We’re on a small boat heading out of Port Klang, one of the busiest container ports in the world, the largest port in Malaysia. My mother, my brother and his wife, my husband, older daughter and her boyfriend, and I sit on cushioned seats, life vests strapped on. My younger daughter travels with us from isolation in Iowa via a video call.
My father is travelling with us, too. His ashes, bone fragments, and tiny pieces of his skull are in an urn stored safely on the boat. The sky is overcast, and as we’re steered away from the shore, the sea curls and foams around the boat. When we reach three nautical miles into the Strait of Malacca, the boatman switches off the engine. We hear now, the waves slapping against the boat, and the sea birds crying above.
The funeral assistant beckons me to the boat’s prow, handing me the urn containing my father’s remains. I crouch and balance awkwardly against the railing. Then, I tip the urn over and my father leaves us on his final earthly journey. His ashes, bones, and bits of skull drop down into the sea where further north, off Pangkor Island, half a century ago, he swam and played with my brother and me when we were children, and then again, when my daughters were young.

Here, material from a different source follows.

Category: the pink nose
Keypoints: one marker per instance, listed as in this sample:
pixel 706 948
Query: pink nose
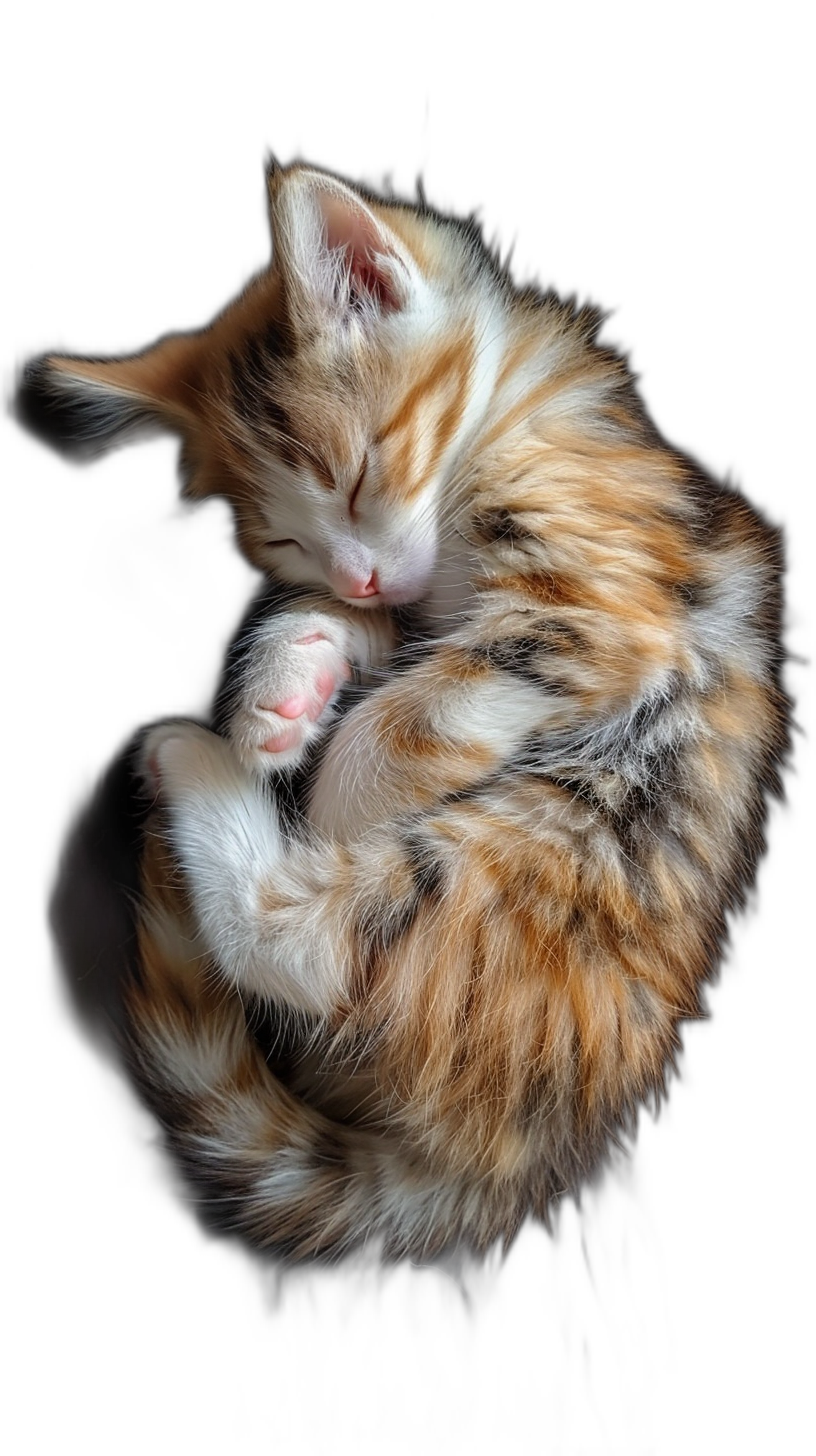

Years from now, perhaps my earthly remains will also join my father’s, going back to the sea from which terrestrial creatures first evolved millennia ago. I may follow my father’s remains as I’ve always seemed to follow his footsteps on earth. On his final night, he spoke his last words as I held his swollen hand, “Stay with me.” I did for as long as I could, until I had to sleep, to be able to face the next day. That afternoon, while we bustled in the busyness of life, my father left us, but I hope he knows I always take him with me, wherever I go.